I tested KNI, and compared with virtio-user. The result is beyond my expectation:

The KNI performance is better (+30%) in simpe netperf test with TCP and different size UDP. I though they have similar performance, but it proved that KNI performed better in my test. Not sure why.

Note in my test, I did not enable checksum/gso/… offloading and multi-queue, since we need do vxLan encapsulation using SW. I am using ovs2.8.1 and dpdk 17.05.2.

In addition, one queue pair on virtio-user would create one vhost thread. If we have many containters, it seems hard to manage the CPU usage. Is there any proposal/practice to limit the vhost kthread CPU resource?

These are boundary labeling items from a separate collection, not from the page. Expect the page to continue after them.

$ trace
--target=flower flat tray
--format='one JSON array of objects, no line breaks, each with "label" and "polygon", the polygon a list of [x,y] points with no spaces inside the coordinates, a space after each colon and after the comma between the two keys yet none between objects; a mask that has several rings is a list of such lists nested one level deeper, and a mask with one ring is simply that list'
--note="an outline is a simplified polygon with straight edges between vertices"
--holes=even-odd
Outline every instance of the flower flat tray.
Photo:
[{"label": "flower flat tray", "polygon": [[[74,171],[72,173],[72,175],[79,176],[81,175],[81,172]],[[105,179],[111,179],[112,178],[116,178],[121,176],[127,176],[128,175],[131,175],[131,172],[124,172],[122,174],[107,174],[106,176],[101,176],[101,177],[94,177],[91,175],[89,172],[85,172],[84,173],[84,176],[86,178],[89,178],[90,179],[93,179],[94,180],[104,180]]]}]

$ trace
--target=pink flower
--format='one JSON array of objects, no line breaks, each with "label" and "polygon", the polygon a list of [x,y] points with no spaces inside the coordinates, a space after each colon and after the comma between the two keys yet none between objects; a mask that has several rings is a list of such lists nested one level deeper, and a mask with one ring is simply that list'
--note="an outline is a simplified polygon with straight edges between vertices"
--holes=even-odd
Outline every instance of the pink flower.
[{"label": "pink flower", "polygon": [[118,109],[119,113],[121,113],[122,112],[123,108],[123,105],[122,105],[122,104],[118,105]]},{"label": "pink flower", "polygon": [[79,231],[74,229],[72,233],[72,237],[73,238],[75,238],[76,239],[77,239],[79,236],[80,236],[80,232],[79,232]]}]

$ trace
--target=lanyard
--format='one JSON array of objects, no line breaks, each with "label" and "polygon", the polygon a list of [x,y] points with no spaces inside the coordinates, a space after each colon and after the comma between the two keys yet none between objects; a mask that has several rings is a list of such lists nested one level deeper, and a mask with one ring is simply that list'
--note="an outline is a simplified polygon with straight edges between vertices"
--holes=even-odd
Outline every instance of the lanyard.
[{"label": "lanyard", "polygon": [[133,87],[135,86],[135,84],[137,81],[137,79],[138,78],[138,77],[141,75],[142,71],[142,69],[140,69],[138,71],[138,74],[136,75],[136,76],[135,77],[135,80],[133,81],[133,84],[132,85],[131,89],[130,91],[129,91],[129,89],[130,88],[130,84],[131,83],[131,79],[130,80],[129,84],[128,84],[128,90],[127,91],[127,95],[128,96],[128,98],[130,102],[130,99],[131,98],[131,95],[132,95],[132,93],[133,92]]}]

[Wang Zhike] I once saw you mentioned that something like mmap solution may be used. Is it still on your roadmap? I am not sure whether it is same as the “vhost tx zero copy”.
Can I know the forecasted day that the optimization can be done? Some Linux kernel upstream module would be updated, or DPDK module? Just want to know which modules will be touched.

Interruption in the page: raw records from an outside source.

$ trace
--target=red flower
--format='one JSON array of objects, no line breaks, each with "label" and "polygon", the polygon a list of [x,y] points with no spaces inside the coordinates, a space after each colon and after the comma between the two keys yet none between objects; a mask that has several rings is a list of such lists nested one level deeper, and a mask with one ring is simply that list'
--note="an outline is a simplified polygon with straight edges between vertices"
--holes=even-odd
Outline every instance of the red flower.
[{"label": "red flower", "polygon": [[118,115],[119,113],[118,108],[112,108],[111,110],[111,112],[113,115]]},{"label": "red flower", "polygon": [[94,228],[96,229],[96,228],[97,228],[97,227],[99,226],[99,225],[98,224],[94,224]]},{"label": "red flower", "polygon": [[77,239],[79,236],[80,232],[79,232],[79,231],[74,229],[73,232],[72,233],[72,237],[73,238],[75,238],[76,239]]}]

Yes, I was planning to do that. But found out it helps on user->kernel path; not so easy for kernel->user path. It’s not the same as “vhost tx zero copy” (there are some restrictions BTW). The packet mmap would share a bulk of memory with user and kernel space, so that we don’t need to copy (the effect is the same with “vhost tx zero copy”). As for the date, it still lack of detailed design and feasibility analysis.

1) Yes, we have done some initial tests internally, with testpmd as the vswitch instead of OVS-DPDK; and we were comparing with KNI for exceptional path.
[Wang Zhike]Can you please kindly indicate how to configure for KNI mode? I would like to also compare it.

Now KNI is a vdev now. You can refer to this link: http://dpdk.org/doc/guides/nics/kni.html

2) We also see similar asymmetric result. For user->kernel path, it not only copies data from mbuf to skb, but also might go above to tcp stack (you can check using perf).
[Wang Zhike] Yes, indeed.  User->kernel path, tcp/ip related work is done by vhost thread, while kernel to user  thread, tcp/ip related work is done by the app (my case netperf) in syscall.

To put tcp/ip rx into app thread, actually, might avoid that with a little change on tap driver. Currently, we use netif_rx/netif_receive_skb() to rx in tap, which could result in going up to the tcp/ip stack in the vhost kthread. Instead, we could backlog the packets into other cpu (application thread's cpu?).